The New York Times writes: "It is clear that C.E.O. pay has skyrocketed while workers' pay has stagnated; it is also clear that skewed pay and rising income inequality correlate to bubbles and crashes." While in 1960 the average American CEO made 61 times what the average worker in his or her company was paid, now CEOs make an average of 411 times what their workers are paid. Some CEOs make 900 times more than their lowest-paid employees. Are those CEOs really working 900 times harder? Or have we rigged our economic system to help CEOs and hurt the rest of us? Income and wealth for the top 1% of America has been growing while, adjusted for inflation, the rest of us are actually working harder and harder for less and less reward.

Given all that, conservatives want to give the richest of the rich EVEN MORE money from our public pockets?

In the Constitution, our Founding Fathers gave the federal government the ability to "lay and collect taxes, duties, imposts, and excises, pay the Debts and provide for the common Defense and general Welfare of the United States." That "general Welfare" includes distributing resources more fairly and creating equal opportunity for all.
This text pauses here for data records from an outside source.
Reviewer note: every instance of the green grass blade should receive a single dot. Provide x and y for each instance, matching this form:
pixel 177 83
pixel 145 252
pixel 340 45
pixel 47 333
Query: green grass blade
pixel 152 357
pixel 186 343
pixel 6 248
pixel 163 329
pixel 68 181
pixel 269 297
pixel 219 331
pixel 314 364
These are core American values. We recognize that the children of Donald Trump inherently start off their lives several steps ahead of your kids or mine -- let alone the child of a single, young mother who doesn't have a job or a place to live. What makes America a great nation is not that the rich get richer but that we create conditions so those who start below have a chance at catching up and even getting rich themselves. Our national pride comes from what everyday Americans are able to achieve here, not from multiplying the largess of already-successful billionaires.

But conservatives have corrupted the idea of fair distribution not just to oppose providing vital supports for poor and working class families but to endorse policies that actually re-distribute money from average Americans to the very, very rich. Make no mistake about it, when Republicans call for extending Bush-era tax breaks on the richest of the rich, that means re-distributing OUR government funds away from unemployment benefits, veterans services, food stamp programs and public schools.

The independent Council of Economic Advisers has said government spending to stimulate the economy created between 2.5 and 3.6 million jobs in the second quarter of 2010. According to the Wall Street Journal 70% of economists say that government stimulus spending helped the economy. So let's make this simple -- a dollar in the hands of government does more to help the economy and jobs (including YOUR job and YOUR family's bottom line) than that same dollar in the hands of the richest of the rich.

Our economic crisis was caused by deep, structural problems -- free-trade agreements sending manufacturing jobs oversees, to decimating worker protections to letting finance capital run wild. But scholars have also found a striking correlation between inequality and economic crises -- as the gap between the rich and the rest of us gets bigger, recessions erupt. Conservatives are right in accusing some of us "liberals" of seeing an opportunity within this financial crisis. We see an opportunity to finally make the American economy work for working people instead of just the super rich.